Data Fusion in Neuromarketing: Multimodal Analysis of Biosignals, Lifecycle Stages, Current Advances, Datasets, Trends, and Challenges
Pérez, Mario Quiles, Beltrán, Enrique Tomás Martínez, Bernal, Sergio López, Prat, Eduardo Horna, Del Campo, Luis Montesano, Maimó, Lorenzo Fernández, Celdrán, Alberto Huertas
The primary goal of any company is to increase its profits by improving both the quality of its products and how they are advertised. In this context, neuromarketing seeks to enhance the promotion of products and generate a greater acceptance on potential buyers. Traditionally, neuromarketing studies have relied on a single biosignal to obtain feedback from presented stimuli. However, thanks to new devices and technological advances studying this area of knowledge, recent trends indicate a shift towards the fusion of diverse biosignals. An example is the usage of electroencephalography for understanding the impact of an advertisement at the neural level and visual tracking to identify the stimuli that induce such impacts. This emerging pattern determines which biosignals to employ for achieving specific neuromarketing objectives. Furthermore, the fusion of data from multiple sources demands advanced processing methodologies. Despite these complexities, there is a lack of literature that adequately collates and organizes the various data sources and the applied processing techniques for the research objectives pursued.

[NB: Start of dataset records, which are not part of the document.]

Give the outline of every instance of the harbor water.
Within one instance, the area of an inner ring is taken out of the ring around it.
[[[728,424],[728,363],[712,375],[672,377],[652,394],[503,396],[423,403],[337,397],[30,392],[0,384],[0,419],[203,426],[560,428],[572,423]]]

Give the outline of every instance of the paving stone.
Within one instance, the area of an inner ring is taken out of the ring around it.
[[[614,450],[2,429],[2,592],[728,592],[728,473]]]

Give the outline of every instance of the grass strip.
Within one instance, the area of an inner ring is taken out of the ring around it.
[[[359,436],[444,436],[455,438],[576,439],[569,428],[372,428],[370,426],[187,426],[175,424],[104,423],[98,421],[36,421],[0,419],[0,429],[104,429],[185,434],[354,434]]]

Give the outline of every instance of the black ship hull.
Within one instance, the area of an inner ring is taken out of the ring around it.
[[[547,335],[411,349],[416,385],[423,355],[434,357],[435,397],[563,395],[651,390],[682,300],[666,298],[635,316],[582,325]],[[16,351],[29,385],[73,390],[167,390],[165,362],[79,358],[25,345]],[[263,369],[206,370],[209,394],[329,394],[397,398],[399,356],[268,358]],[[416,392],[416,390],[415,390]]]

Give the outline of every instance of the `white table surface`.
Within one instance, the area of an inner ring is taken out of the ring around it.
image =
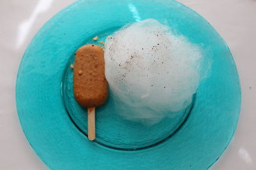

To address these challenges, the current paper conducts a comprehensive analysis of the objectives, biosignals, and data processing techniques employed in neuromarketing research. This study provides both the technical definition and a graphical distribution of the elements under revision. Additionally, it presents a categorization based on research objectives and provides an overview of the combinatory methodologies employed. After this, the paper examines primary public datasets designed for neuromarketing research together with others whose main purpose is not neuromarketing, but can be used for this matter. Ultimately, this work provides a historical perspective on the evolution of techniques across various phases over recent years and enumerates key lessons learned.